Happy Halloween everyone! I always procrastinate on putting a costume together unless I have a definite plan in mind (last year I was Sarah Palin, in case you were curious), so now it’s the big costume day and I’m still brainstorming. This is how the conversation has gone down on Facebook thus far:
Me: Rachel: You should go as “Moral Hazard” for Halloween. Me: YES. Totally better than going as “that girl who half-assed her Halloween costume.”
Friend 1: Please link to visualization of costume concept. This I gotta see. 🙂
Me: *sigh* I’m going to have to do something funny now aren’t I…
Friend 1: I’m thinking a costume similar to a 1920s flapper, but instead of booze and cigarettes, she’s got derivatives and credit default swaps… If you have a Halloween date, he/she can be government bailouts; maybe make this person look like Uncle Moneybags from the Monopoly board game, or “Helicopter” Ben Bernanke even, decked out in a 1930s aviator outfit. Or am I making the concept too abstract?
Friend 2: I’m going as unpriced externalities this Halloween.
Me: Negative or positive? (and the conversation has reached a new low)
Friend 3: Lovely. Quite relevant, considering the times.
Friend 4: I think you could probably turn a “that girl who half-assed her Halloween costume” into a solid “marginal utility.” It is better than wearing some dead leaves and brown grass and going as “the tragedy of the commons.”
These people all made me think that perhaps I should have put more thought into an econ-related costume, for the sake of visual humor if nothing else. In my defense, my mom and I at least made sure that Gizmo was appropriately-attired for the occasion:
(“There’s no need to fear, Underdog is here!” And yes, I might have dressed up as Sweet Polly Purebred. Don’t you judge me. I would just go with this as a costume, but it doesn’t work without Underdog, and I can’t get people to let Gizmo into bars. Something about him drinking all the tequila, I’ve been told…)
In true “Economics is Everywhere” fashion, I want to share a snippet with you from Nudge: Improving Decisions About Health, Wealth, and Happiness about the biases in the thought processes surrounding crucial Halloween candy decisions:
Naive diversification apparently starts young. Conside the following clever experiment conducted by Daniel Read and George Loewenstein on Halloween night. The “subjects” were trick-or-treaters. In one condition, the children approached two adjacent houses and were offered a choice between the same two candy bars (Three Musketeers and Milky Way) at each house. In the other condition, they approached a single house, where they were asked to “choose whichever two candy bars you like.” Large piles of both candies were displayed to ensure that the children would not think it was rude to take two of the same.

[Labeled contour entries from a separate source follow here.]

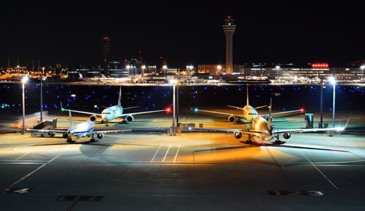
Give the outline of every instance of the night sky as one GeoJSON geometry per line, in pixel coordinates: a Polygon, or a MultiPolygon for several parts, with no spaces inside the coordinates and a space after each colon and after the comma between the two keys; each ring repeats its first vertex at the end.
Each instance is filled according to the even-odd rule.
{"type": "Polygon", "coordinates": [[[355,1],[296,1],[227,6],[195,1],[121,1],[108,4],[58,1],[47,4],[2,3],[0,66],[63,66],[98,64],[101,41],[111,40],[112,55],[142,52],[147,65],[170,67],[224,64],[227,15],[237,25],[234,63],[328,62],[333,66],[365,59],[365,12],[355,1]]]}

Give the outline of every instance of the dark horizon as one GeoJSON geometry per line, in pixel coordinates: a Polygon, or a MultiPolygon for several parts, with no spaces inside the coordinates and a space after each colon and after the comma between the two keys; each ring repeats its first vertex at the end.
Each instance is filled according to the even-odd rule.
{"type": "MultiPolygon", "coordinates": [[[[7,4],[7,3],[5,3],[7,4]]],[[[345,65],[365,58],[363,15],[356,3],[306,1],[222,4],[138,1],[122,5],[81,3],[54,7],[8,3],[1,12],[0,66],[62,66],[101,63],[101,40],[110,38],[112,54],[142,51],[146,65],[170,67],[225,62],[222,25],[230,15],[237,28],[233,62],[274,64],[326,62],[345,65]],[[243,4],[244,6],[240,5],[243,4]]]]}

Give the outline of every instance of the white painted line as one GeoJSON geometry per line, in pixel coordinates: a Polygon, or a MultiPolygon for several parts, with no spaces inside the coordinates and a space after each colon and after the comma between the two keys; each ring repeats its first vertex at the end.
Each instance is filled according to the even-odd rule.
{"type": "Polygon", "coordinates": [[[27,155],[28,154],[29,154],[29,153],[29,153],[29,152],[27,152],[27,153],[25,153],[25,154],[23,155],[22,156],[16,158],[15,158],[15,160],[18,160],[18,159],[22,158],[22,157],[24,157],[25,156],[26,156],[26,155],[27,155]]]}
{"type": "Polygon", "coordinates": [[[175,159],[174,159],[174,162],[175,162],[175,161],[176,160],[176,158],[177,157],[177,153],[179,153],[179,150],[180,149],[180,147],[181,146],[181,143],[180,143],[180,145],[179,145],[179,147],[177,148],[177,151],[176,152],[176,155],[175,156],[175,159]]]}
{"type": "Polygon", "coordinates": [[[165,154],[165,157],[164,157],[164,160],[162,160],[162,162],[165,161],[165,158],[166,158],[166,156],[167,156],[167,153],[169,153],[169,150],[170,150],[170,147],[171,147],[171,144],[170,144],[170,146],[169,146],[169,149],[167,149],[167,151],[166,151],[166,154],[165,154]]]}
{"type": "Polygon", "coordinates": [[[157,149],[157,150],[156,151],[156,153],[155,153],[155,155],[153,156],[153,157],[152,158],[152,160],[151,160],[151,162],[153,162],[153,159],[155,159],[155,157],[156,157],[156,155],[157,154],[157,153],[158,152],[158,150],[160,150],[160,148],[161,148],[161,146],[162,145],[162,143],[160,145],[160,147],[157,149]]]}
{"type": "Polygon", "coordinates": [[[313,164],[313,163],[312,162],[312,161],[311,161],[310,160],[308,159],[308,158],[307,157],[307,156],[306,156],[305,155],[304,155],[304,154],[303,154],[303,153],[301,152],[301,151],[299,150],[299,151],[300,153],[300,154],[302,154],[303,156],[304,156],[304,157],[306,158],[306,159],[308,161],[309,161],[309,162],[311,163],[311,164],[312,164],[312,165],[313,166],[313,167],[315,168],[315,169],[317,169],[317,170],[318,172],[319,172],[319,173],[320,173],[321,174],[322,174],[322,176],[323,176],[324,177],[326,178],[326,179],[327,180],[327,181],[328,181],[329,183],[331,183],[331,185],[332,185],[336,189],[338,190],[338,188],[337,188],[337,187],[334,184],[333,184],[333,183],[332,181],[330,180],[329,179],[327,178],[327,177],[326,176],[326,175],[324,175],[324,174],[322,172],[321,172],[321,170],[320,170],[319,169],[317,168],[317,166],[316,166],[316,165],[314,165],[314,164],[313,164]]]}
{"type": "MultiPolygon", "coordinates": [[[[57,158],[58,158],[58,157],[59,157],[59,156],[61,156],[61,155],[62,155],[63,154],[64,154],[64,153],[65,153],[65,152],[66,152],[66,151],[67,151],[67,150],[65,150],[63,152],[62,152],[61,154],[59,154],[57,156],[54,157],[54,158],[53,158],[52,159],[51,159],[51,160],[50,160],[48,162],[47,162],[47,164],[49,164],[49,163],[51,162],[52,161],[53,161],[54,160],[55,160],[56,159],[57,159],[57,158]]],[[[45,166],[46,164],[44,164],[42,165],[41,166],[40,166],[38,167],[38,168],[37,168],[35,170],[34,170],[34,171],[33,171],[32,172],[30,172],[30,173],[28,173],[28,174],[27,174],[25,176],[24,176],[23,178],[22,178],[20,179],[18,181],[16,181],[15,183],[13,183],[12,184],[12,185],[11,185],[9,186],[9,187],[10,188],[11,187],[15,185],[16,185],[17,184],[18,184],[18,183],[19,183],[19,182],[22,181],[23,180],[25,179],[27,177],[29,177],[30,175],[31,175],[32,174],[33,174],[33,173],[35,172],[36,172],[38,170],[39,170],[40,169],[41,169],[42,168],[43,166],[45,166]]]]}

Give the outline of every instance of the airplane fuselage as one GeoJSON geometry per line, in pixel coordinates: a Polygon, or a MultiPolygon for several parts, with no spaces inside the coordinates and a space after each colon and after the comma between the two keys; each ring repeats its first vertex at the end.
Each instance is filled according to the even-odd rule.
{"type": "Polygon", "coordinates": [[[252,130],[255,132],[259,132],[263,133],[257,133],[255,136],[258,137],[262,141],[269,141],[272,140],[274,136],[272,132],[275,131],[275,127],[272,125],[271,130],[272,134],[270,135],[270,129],[268,127],[268,121],[261,116],[258,116],[254,119],[252,121],[252,130]]]}
{"type": "Polygon", "coordinates": [[[123,114],[123,107],[116,105],[103,110],[101,118],[104,122],[111,121],[123,114]]]}
{"type": "Polygon", "coordinates": [[[80,123],[67,131],[67,135],[72,138],[77,139],[89,135],[95,127],[94,123],[89,120],[80,123]]]}
{"type": "Polygon", "coordinates": [[[245,118],[250,122],[258,116],[256,110],[249,105],[245,106],[243,111],[245,118]]]}

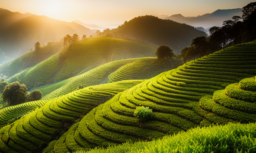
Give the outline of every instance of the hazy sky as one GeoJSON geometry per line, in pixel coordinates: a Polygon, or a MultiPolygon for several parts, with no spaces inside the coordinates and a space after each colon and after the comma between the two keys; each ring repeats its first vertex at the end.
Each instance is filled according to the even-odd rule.
{"type": "Polygon", "coordinates": [[[62,21],[100,26],[123,23],[139,16],[196,16],[218,9],[241,8],[248,0],[0,0],[0,8],[62,21]]]}

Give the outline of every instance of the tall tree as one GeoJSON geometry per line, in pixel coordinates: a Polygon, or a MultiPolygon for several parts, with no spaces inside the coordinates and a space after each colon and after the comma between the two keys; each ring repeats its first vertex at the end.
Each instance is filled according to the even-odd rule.
{"type": "Polygon", "coordinates": [[[167,46],[160,46],[156,52],[158,59],[167,59],[175,56],[173,51],[167,46]]]}
{"type": "Polygon", "coordinates": [[[34,47],[35,47],[35,49],[36,51],[38,51],[39,49],[40,48],[40,43],[39,42],[37,42],[34,45],[34,47]]]}
{"type": "Polygon", "coordinates": [[[25,102],[28,88],[24,84],[14,82],[5,86],[2,97],[6,106],[13,106],[25,102]]]}

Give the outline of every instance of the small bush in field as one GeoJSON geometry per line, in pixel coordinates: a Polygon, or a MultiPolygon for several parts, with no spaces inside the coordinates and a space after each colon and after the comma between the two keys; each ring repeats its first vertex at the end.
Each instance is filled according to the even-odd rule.
{"type": "Polygon", "coordinates": [[[152,118],[152,110],[148,107],[137,107],[134,115],[140,121],[146,121],[152,118]]]}

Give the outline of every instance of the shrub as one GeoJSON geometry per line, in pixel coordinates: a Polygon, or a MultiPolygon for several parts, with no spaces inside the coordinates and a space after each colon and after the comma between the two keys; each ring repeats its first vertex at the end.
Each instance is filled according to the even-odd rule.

The two conditions produced quite different results. In the house with both kinds of candy, every child selected one of each candy. In contrast, only 48 percent of the children picked one of each candy when they were choosing in sequence in two houses.

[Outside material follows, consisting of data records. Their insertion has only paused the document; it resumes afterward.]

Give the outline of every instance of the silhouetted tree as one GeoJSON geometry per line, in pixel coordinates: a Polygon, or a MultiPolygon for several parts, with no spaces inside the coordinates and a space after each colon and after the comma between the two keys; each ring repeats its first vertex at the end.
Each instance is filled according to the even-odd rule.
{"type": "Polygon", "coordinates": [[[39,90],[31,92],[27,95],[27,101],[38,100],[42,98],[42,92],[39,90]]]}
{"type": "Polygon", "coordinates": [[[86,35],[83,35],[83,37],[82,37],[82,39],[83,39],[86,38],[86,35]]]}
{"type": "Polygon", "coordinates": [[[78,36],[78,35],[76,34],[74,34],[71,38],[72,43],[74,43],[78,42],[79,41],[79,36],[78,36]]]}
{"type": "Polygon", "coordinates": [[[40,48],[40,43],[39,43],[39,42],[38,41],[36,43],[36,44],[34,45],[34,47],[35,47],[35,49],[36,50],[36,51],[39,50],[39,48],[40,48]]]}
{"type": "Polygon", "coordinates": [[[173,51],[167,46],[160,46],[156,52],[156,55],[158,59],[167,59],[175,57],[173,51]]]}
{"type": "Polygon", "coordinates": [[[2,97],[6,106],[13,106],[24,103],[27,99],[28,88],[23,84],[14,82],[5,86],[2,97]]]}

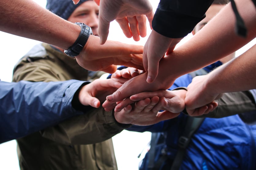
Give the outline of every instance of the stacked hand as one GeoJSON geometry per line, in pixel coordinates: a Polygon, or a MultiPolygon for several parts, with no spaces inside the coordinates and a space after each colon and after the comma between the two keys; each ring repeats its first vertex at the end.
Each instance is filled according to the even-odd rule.
{"type": "Polygon", "coordinates": [[[214,100],[220,98],[221,94],[215,92],[214,87],[211,88],[206,85],[209,75],[195,77],[188,86],[185,102],[187,112],[190,116],[208,114],[218,106],[218,103],[214,100]]]}
{"type": "Polygon", "coordinates": [[[141,45],[109,40],[100,45],[99,37],[91,35],[76,59],[79,65],[87,70],[112,73],[116,70],[116,65],[143,70],[143,52],[141,45]]]}

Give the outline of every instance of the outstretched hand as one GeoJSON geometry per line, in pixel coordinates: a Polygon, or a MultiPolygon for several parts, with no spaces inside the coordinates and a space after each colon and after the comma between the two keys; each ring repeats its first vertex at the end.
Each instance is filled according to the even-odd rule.
{"type": "Polygon", "coordinates": [[[126,81],[123,78],[96,79],[82,88],[78,95],[79,100],[83,105],[98,108],[107,96],[115,91],[126,81]]]}
{"type": "Polygon", "coordinates": [[[148,73],[147,81],[154,81],[158,74],[159,63],[173,51],[176,45],[183,38],[171,38],[164,36],[152,30],[145,45],[143,52],[144,70],[148,73]]]}
{"type": "Polygon", "coordinates": [[[94,0],[100,6],[99,34],[101,44],[107,41],[110,22],[114,20],[119,24],[125,35],[133,36],[135,41],[146,34],[146,18],[150,24],[154,16],[148,0],[94,0]]]}
{"type": "Polygon", "coordinates": [[[101,70],[112,73],[117,65],[124,65],[143,70],[143,46],[108,40],[100,44],[100,38],[90,36],[79,55],[77,63],[83,68],[92,71],[101,70]]]}
{"type": "Polygon", "coordinates": [[[190,116],[207,114],[218,106],[218,103],[214,100],[220,98],[221,94],[214,93],[214,88],[210,88],[212,90],[208,89],[209,86],[206,85],[205,82],[209,75],[195,77],[187,87],[185,103],[187,112],[190,116]]]}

Simply stated, we can be tricked into having a preference for variety. Similar studies show that people exhibit more of a preference for variety when asked to choose two candy bars at the same time, even though one is for future rather than present consumption, than they do when asked separately for candy bar choices for immediate consumption and consumption a week from now. (In other words, if you ask me now what candy bars I want now and a week from now, I might say one 100 Grand and one Whatchamacallit, though if you asked me separately at each point in time I would probably want the 100 Grand in both instances. It should not surprise you that I like candy bars named after money. In reality, however, I would consistently take Laffy Taffy over almost all other options.)
While, in the candy context, this may seem like a trivial bias, the desicion-making flaw extends to more important tasks such as investment decisions. Isn’t it a little spooky (pun intended) to think that your retirement savings depends on whether you were asked up front versus over time how you wanted to invest your future savings?